Only one of Myeni’s three sib­lings is em­ployed, while their grand­mother lives off her R1 600 old age grant which cov­ers gro­ceries, school trans­port and other ba­sic ne­ces­si­ties.

“I wish me­dia pho­tog­ra­phers can come here and see our sit­u­a­tion for them­selves.

“There is not enough food for my brother’s chil­dren to pack for school lunch and so we end up re­ly­ing on school nu­tri­tion to pro­vide for them dur­ing the day.

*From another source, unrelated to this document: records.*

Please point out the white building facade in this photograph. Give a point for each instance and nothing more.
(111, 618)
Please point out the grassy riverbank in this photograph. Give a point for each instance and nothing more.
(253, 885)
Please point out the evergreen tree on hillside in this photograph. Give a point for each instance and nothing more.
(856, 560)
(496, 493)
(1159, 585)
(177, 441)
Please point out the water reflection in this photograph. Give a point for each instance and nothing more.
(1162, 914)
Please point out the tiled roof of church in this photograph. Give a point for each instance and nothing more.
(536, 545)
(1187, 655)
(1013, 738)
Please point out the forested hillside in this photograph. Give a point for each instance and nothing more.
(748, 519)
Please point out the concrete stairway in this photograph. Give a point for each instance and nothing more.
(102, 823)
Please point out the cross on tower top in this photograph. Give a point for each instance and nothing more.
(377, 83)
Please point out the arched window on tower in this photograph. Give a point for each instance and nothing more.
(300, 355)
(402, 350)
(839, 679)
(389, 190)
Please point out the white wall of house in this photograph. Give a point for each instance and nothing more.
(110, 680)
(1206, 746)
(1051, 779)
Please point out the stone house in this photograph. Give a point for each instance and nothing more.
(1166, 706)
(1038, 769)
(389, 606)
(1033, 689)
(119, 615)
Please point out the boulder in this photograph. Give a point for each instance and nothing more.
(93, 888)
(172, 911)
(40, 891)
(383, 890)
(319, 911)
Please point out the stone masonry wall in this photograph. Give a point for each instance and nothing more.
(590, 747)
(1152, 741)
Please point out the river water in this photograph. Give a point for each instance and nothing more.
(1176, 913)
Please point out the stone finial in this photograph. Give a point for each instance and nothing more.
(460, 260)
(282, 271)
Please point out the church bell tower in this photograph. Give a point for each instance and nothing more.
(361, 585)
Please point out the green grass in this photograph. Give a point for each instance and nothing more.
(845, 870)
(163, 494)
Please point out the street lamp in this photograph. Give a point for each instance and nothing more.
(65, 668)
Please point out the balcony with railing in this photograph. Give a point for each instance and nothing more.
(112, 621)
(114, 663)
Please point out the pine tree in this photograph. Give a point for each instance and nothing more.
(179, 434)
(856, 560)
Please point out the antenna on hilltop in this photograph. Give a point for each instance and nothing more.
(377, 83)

“My brother worked full-time as a taxi op­er­a­tor and he was able to pro­vide for ev­ery­body. He might have not been ed­u­cated, but he was a smart man,” said Lin­dani.

Myeni came to seek a bet­ter fu­ture in Joburg when he was a young boy. He did not have a fam­ily in the City of Gold but man­aged to make friends with peo­ple who linked him up with oth­ers in the taxi in­dus­try.

“He started off wash­ing taxis at Bree Taxi Rank when he was around 15 years old. He did this job un­til he man­aged to get him­self his driver’s li­cence and then he started driv­ing taxis be­fore he turned 20. He was a sur­vivor,” Lin­dani said.

He said his brother’s death had caused a lot of ten­sion between the fam­ily and the moth­ers of his chil­dren. The fam­ily has lost con­tact with the moth­ers of his two chil­dren who live in Joburg.

“We last saw them on the day of the funeral and never heard from them again. We tried to make con­tact but we can’t find them.

“Even the wo­man he was about to be mar­ried to has since van­ished and we don’t even con­sider her our makoti (daugh­ter in-law).

“The other wo­man from Pi­eter­mar­itzburg dumped her child with granny and we don’t hear from her,” said Lin­dani.

The fam­ily’s hopes are pinned on the R8 mil­lion that its lawyers are said to be claim­ing from the state for the ac­ci­dent.

Myeni’s grand­mother is due in Joburg next month to sign le­gal pa­pers. The fam­ily is in the dark about the pro­ceed­ings of the in­quiry that is in­ves­ti­gat­ing the cause of the ac­ci­dent.

“At this stage, we are not trust­ing any­body, in­clud­ing the govern­ment. Many prom­ises had been made in the past,” said Lin­dani.